Por Malu Rangel
Por volta dos oito, nove anos, me encantei por livros.
Por um livro.
Por alguns livros.
Por muitos livros.
Assim íamos: livros que eram meus e, em todas as medidas, livros que eram eu. De repente, ler, que até pouco tinha sido nada além do que um passar de tempo vagaroso - palavras emboladas em linhas compridas -, se tornava um passatempo de criar. Viagem e mergulho, o "um pouco sozinho", ler e brincar eram minha dupla preferida.
Marcelo, marmelo, martelo acabara de ser lançado por Ruth Rocha, e comecei também a inventar meus próprios modos de nomear o mundo.
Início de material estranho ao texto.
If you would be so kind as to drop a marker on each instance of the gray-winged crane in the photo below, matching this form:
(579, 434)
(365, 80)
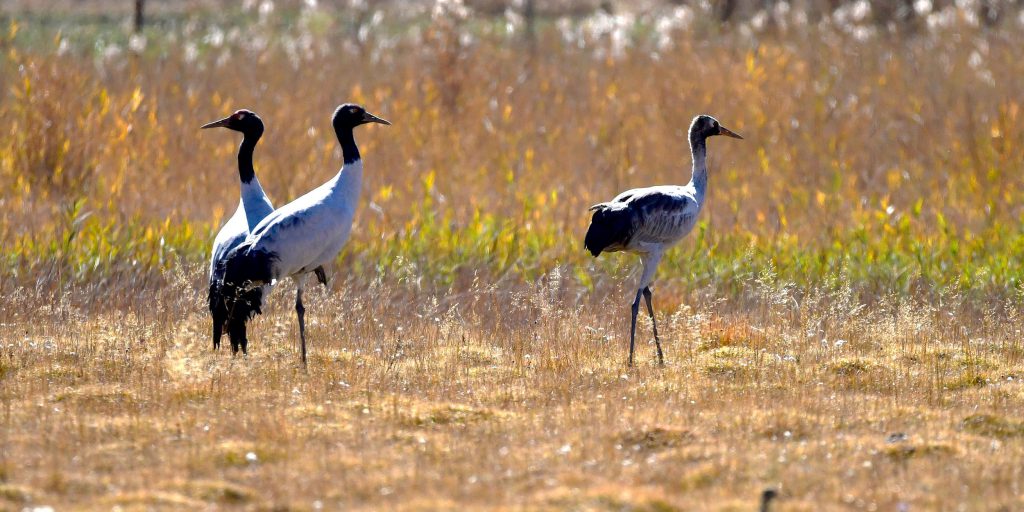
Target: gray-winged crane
(253, 207)
(648, 221)
(301, 236)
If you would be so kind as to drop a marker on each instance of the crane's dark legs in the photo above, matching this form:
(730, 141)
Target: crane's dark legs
(650, 309)
(321, 275)
(633, 327)
(300, 310)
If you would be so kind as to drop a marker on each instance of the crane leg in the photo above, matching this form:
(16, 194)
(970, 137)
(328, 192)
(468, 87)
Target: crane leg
(321, 275)
(300, 310)
(633, 327)
(650, 309)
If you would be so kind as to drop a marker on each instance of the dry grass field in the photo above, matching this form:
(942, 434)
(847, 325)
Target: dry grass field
(844, 326)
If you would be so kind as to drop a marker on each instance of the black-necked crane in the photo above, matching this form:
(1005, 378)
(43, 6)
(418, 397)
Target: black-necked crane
(648, 221)
(301, 236)
(253, 207)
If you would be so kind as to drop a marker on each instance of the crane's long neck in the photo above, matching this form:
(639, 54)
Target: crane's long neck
(349, 178)
(698, 150)
(254, 201)
(246, 170)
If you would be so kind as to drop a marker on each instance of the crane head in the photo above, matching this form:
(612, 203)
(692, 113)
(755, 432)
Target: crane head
(244, 121)
(705, 126)
(350, 115)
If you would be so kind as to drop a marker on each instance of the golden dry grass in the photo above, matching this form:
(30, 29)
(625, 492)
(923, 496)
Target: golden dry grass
(844, 326)
(503, 399)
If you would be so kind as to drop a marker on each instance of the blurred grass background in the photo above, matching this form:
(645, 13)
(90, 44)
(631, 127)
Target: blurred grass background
(883, 146)
(843, 326)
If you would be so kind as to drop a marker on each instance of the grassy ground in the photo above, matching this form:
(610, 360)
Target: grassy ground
(843, 326)
(513, 397)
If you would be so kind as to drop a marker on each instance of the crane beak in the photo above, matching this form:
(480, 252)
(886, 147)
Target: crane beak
(370, 118)
(216, 124)
(727, 132)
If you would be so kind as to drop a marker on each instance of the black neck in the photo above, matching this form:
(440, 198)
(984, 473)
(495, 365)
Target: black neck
(246, 171)
(348, 148)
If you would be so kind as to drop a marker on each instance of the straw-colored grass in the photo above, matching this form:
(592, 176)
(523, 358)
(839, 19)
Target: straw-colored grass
(843, 326)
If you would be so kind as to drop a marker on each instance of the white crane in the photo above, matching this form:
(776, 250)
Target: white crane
(648, 221)
(253, 207)
(301, 236)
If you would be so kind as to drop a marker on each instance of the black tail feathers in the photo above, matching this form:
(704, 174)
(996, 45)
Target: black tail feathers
(244, 271)
(609, 229)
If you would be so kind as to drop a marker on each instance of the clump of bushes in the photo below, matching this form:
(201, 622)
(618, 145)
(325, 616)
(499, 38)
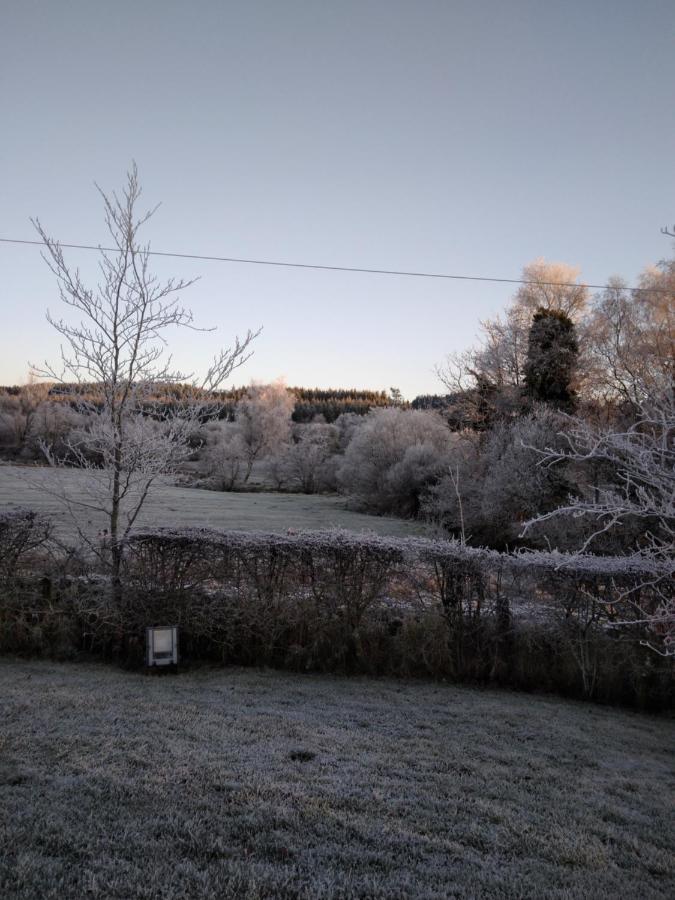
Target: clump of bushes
(337, 601)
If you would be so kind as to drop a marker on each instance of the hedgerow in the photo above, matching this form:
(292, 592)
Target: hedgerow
(337, 601)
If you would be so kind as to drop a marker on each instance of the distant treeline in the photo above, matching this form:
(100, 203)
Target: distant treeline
(160, 400)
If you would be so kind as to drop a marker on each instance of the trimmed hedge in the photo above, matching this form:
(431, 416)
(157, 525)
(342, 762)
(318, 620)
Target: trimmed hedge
(337, 601)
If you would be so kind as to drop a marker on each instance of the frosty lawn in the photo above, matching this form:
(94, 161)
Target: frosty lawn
(180, 506)
(241, 783)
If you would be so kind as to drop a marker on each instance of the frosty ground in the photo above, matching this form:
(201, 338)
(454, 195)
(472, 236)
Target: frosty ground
(244, 783)
(176, 506)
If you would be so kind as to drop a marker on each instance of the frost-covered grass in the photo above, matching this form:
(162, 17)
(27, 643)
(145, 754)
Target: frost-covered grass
(241, 783)
(185, 507)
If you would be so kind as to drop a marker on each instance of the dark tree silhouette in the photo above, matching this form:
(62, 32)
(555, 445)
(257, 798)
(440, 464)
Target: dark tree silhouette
(552, 354)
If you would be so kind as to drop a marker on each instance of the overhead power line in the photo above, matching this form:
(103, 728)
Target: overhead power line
(326, 268)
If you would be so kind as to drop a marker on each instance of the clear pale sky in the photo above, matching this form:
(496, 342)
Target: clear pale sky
(462, 137)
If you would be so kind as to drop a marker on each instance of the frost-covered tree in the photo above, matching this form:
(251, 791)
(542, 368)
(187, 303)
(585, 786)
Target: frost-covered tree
(392, 457)
(263, 422)
(629, 337)
(640, 491)
(491, 486)
(489, 378)
(118, 349)
(308, 464)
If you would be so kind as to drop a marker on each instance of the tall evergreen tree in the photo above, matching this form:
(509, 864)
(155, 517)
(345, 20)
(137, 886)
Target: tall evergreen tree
(552, 353)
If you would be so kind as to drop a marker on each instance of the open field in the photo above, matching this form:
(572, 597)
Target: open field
(252, 784)
(180, 506)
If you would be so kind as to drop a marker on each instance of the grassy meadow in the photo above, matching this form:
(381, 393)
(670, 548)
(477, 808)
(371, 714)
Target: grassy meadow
(177, 506)
(256, 784)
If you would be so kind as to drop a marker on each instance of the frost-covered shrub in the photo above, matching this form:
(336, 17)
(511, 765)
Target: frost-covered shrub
(491, 487)
(22, 531)
(344, 602)
(392, 457)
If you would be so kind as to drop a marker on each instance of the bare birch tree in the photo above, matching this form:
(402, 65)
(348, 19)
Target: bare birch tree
(118, 351)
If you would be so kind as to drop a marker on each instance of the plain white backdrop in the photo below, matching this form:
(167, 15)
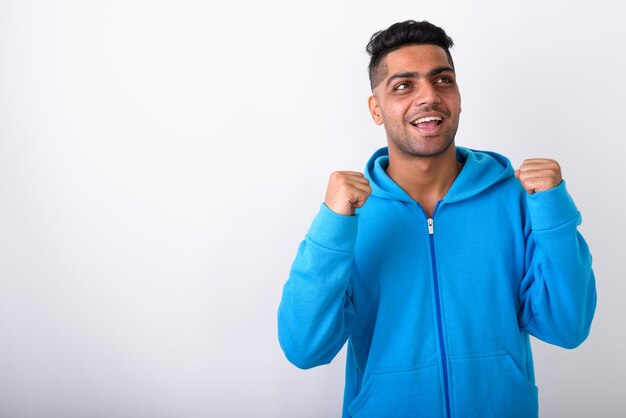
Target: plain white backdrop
(161, 160)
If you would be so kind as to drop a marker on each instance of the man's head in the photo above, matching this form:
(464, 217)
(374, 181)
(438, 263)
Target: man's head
(401, 34)
(414, 90)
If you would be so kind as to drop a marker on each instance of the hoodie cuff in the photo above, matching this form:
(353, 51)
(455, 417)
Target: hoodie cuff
(334, 231)
(551, 208)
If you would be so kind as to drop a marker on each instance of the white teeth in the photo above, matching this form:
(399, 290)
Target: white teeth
(427, 119)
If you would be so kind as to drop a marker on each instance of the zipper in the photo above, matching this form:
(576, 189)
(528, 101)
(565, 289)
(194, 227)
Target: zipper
(442, 348)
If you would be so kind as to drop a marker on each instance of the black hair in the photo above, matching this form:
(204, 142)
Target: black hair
(401, 34)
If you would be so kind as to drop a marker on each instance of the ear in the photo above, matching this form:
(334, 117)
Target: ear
(377, 115)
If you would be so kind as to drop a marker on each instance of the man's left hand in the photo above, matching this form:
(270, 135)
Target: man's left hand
(539, 174)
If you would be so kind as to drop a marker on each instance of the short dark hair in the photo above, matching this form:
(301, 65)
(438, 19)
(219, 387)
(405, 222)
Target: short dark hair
(401, 34)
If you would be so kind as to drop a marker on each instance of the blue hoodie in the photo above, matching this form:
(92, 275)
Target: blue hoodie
(438, 312)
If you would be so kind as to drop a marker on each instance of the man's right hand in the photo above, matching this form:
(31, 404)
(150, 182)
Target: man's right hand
(347, 191)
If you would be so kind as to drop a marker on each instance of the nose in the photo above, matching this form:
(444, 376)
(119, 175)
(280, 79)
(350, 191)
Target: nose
(427, 94)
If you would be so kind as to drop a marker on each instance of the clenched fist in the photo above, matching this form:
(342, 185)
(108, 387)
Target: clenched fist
(539, 174)
(347, 191)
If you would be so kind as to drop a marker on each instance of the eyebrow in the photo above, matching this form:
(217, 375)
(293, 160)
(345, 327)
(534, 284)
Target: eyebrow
(409, 74)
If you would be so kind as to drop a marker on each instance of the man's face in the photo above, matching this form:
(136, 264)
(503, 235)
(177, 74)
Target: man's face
(417, 100)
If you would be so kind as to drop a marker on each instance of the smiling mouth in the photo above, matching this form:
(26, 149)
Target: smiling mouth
(427, 121)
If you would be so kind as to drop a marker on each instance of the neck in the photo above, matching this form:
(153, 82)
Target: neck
(425, 179)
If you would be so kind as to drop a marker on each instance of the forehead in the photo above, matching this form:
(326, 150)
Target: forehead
(416, 58)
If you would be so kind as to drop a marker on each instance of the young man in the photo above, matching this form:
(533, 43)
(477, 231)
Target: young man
(440, 261)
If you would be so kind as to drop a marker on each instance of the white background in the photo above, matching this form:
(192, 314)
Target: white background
(161, 160)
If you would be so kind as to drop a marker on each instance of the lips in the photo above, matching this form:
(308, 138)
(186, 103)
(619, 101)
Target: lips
(428, 119)
(428, 124)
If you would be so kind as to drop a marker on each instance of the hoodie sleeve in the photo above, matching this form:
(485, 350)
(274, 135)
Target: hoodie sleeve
(558, 293)
(316, 315)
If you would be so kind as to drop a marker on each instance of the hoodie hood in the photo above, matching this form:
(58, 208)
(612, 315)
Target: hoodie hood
(481, 170)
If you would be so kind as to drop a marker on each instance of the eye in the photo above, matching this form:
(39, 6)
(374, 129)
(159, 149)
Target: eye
(402, 86)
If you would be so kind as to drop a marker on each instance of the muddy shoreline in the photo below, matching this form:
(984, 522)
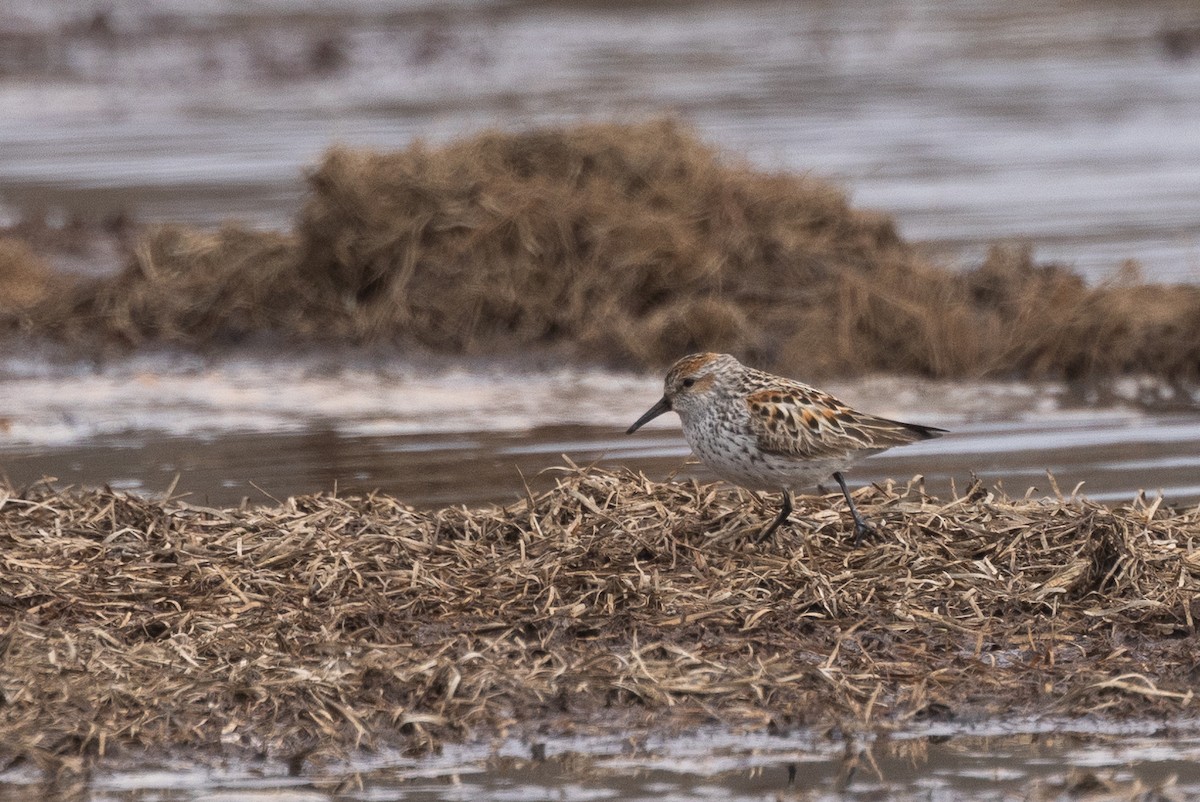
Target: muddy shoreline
(331, 624)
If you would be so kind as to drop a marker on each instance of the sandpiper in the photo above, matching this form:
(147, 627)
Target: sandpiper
(773, 434)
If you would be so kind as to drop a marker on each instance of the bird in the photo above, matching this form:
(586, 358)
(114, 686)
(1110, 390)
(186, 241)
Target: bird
(773, 434)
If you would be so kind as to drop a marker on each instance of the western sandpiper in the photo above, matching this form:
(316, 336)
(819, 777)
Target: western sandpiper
(768, 432)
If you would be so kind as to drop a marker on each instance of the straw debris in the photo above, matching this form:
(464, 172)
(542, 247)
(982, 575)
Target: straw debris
(624, 245)
(611, 602)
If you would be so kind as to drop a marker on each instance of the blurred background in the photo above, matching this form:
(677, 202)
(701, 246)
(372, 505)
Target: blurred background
(1071, 126)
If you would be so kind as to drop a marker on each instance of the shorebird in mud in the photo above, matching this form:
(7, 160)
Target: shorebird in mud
(773, 434)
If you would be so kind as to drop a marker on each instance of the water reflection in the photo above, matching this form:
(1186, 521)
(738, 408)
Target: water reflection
(1071, 125)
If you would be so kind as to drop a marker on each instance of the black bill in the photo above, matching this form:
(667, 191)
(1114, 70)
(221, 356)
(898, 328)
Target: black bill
(651, 414)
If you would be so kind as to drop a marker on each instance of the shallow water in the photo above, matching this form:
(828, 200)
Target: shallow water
(1026, 760)
(265, 428)
(1071, 125)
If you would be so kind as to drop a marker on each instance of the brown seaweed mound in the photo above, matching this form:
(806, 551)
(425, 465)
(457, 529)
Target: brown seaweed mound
(625, 245)
(329, 623)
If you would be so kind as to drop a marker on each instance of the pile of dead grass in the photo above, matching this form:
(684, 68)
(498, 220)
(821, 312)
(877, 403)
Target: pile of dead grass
(329, 623)
(619, 244)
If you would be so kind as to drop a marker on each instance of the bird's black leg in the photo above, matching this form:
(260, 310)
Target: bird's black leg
(779, 519)
(862, 528)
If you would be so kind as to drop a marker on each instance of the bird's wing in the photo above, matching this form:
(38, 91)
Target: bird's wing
(793, 419)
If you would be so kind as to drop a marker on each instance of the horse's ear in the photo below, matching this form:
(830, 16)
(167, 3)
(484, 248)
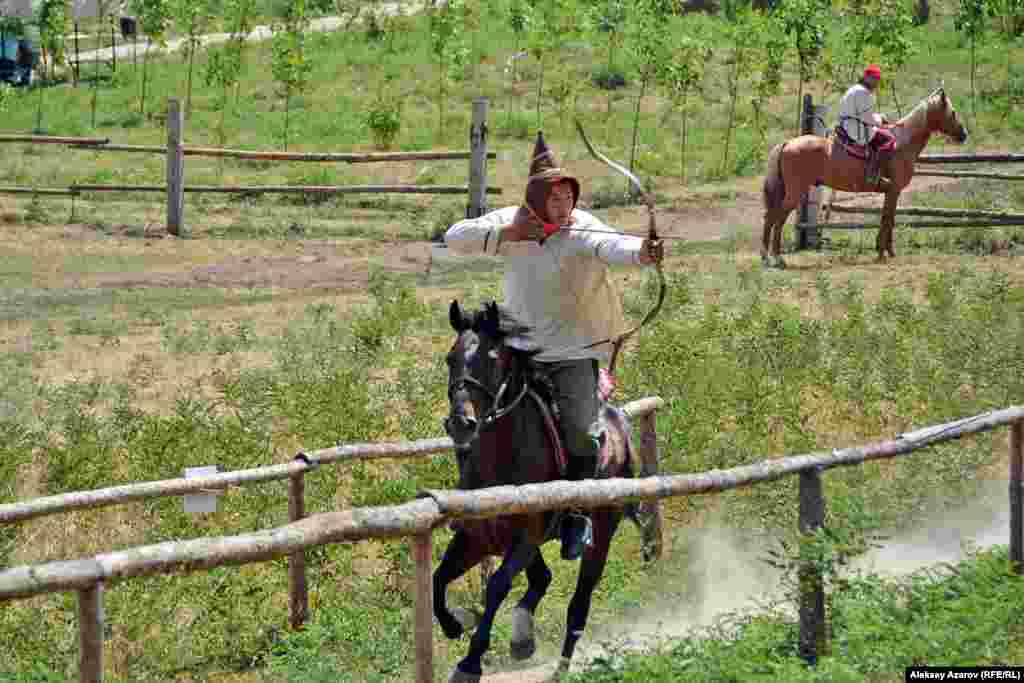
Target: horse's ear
(456, 317)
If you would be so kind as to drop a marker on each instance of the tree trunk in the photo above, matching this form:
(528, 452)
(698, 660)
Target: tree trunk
(682, 141)
(922, 12)
(540, 90)
(800, 102)
(288, 107)
(636, 128)
(974, 105)
(733, 92)
(192, 59)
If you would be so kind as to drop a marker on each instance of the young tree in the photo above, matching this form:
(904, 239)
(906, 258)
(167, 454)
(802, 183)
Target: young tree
(649, 46)
(52, 22)
(971, 19)
(153, 16)
(886, 26)
(290, 65)
(449, 44)
(805, 23)
(768, 41)
(553, 25)
(192, 17)
(683, 71)
(609, 18)
(742, 59)
(238, 16)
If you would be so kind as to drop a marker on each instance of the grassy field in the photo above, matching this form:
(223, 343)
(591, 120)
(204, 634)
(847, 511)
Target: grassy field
(284, 324)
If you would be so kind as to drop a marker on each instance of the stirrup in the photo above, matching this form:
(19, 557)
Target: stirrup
(577, 535)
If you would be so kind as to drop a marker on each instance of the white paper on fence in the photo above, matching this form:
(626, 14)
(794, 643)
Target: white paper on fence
(89, 8)
(20, 8)
(201, 503)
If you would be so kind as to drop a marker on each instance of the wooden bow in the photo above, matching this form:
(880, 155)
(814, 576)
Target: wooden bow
(648, 199)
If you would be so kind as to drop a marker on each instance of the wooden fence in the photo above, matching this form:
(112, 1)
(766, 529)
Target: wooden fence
(176, 151)
(809, 227)
(418, 519)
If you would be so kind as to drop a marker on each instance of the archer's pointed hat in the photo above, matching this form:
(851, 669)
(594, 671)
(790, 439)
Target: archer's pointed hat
(544, 171)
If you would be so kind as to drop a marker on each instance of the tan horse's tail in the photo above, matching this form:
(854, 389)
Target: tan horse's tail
(774, 187)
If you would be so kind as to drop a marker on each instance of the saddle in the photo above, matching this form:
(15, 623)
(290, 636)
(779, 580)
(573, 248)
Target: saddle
(614, 424)
(858, 151)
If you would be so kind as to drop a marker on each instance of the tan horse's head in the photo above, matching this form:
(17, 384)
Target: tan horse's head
(942, 117)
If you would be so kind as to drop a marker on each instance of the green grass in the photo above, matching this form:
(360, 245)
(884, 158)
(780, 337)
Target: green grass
(729, 340)
(962, 615)
(744, 371)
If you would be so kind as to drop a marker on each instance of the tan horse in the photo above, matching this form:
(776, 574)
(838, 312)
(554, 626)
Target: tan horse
(799, 164)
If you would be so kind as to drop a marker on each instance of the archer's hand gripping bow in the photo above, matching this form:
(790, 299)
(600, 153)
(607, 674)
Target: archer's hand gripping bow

Dentre muitos, um especialmente mágico: a biblioteca da escola se chamaria, para mim, caixa de livros.
Que besteira, diriam alguns.
Qual é a graça, ou melhor, qual é a magia, de uma "caixa de livros"?, pensariam outros.
Talvez eu não saiba explicar. Mas posso convidá-los a imaginar.
Para mim, a biblioteca da minha escola, ampla, iluminada, colorida, era uma caixa gigantesca, na qual eu podia entrar. Uma vez lá dentro, tudo tinha vida, e mais: cada livro reproduzia, em si, pedaços do desconhecido e do infinito, num movimento peculiar. Era um segredo nosso, e assim conversávamos.
Entrar em bibliotecas, vida afora, é redescobrir minha primeira caixa de livros. É procurar o lugar aberto e repleto de surpresas e de sustos - um pouco do que é viver, afinal.
Vidas e livros. Não por acaso, em uma de suas obras para crianças, Sylvia Orthof inventa uma biblioteca (toda arrumada, cheia de regras, escura) e a faz epicentro para o amadurecimento de sua protagonista. Enquanto a menina adolesce, a biblioteca cria vida, os livros se libertam das capas cinzas e revelam suas cores. E é este lugar colorido, pulsátil, que existe todos os dias, no Colégio Oswald de Andrade - lá, reencontro e descubro uma caixa mágica.
Luz, vida, páginas, surpresas, movimento, integração: tudo cabe no Centro de Leitura, Investigação e Pesquisa, o CLIP. E se as perguntas não terminam nos livros, nessas páginas que nos levam além, a leitura navega também por outras linguagens: artes visuais, tecnologia digital, ciências da natureza, filosofia, sociologia... Tudo se integra e se movimenta neste lugar que guarda tesouros antigos e que é aberto para a bibliodiversidade e para os debates contemporâneos.
Ser leitor no CLIP é percorrer aventuras e distâncias, lançar-se no espaço aberto que nos aguarda a cada leitura e a cada esquina da vida. É aprender a narrar o mundo que nos circunda, mesmo quando tudo parece querer nos deixar mudos, um pouco como o filósofo Walter Benjamin conta sobre os soldados que voltavam da guerra, sem palavras para descrever o que fosse.
Saber que, quando tudo parece ruir, há firmezas e portos-seguros: o CLIP é mesmo esta caixa fabulosa esperando ser aberta por cada leitor. Pois somos, talvez e afinal, como inventou Jorge Luis Borges, "palavras ou letras de um livro mágico, e esse livro incessante é a única coisa que há no mundo: melhor dizendo, é o mundo".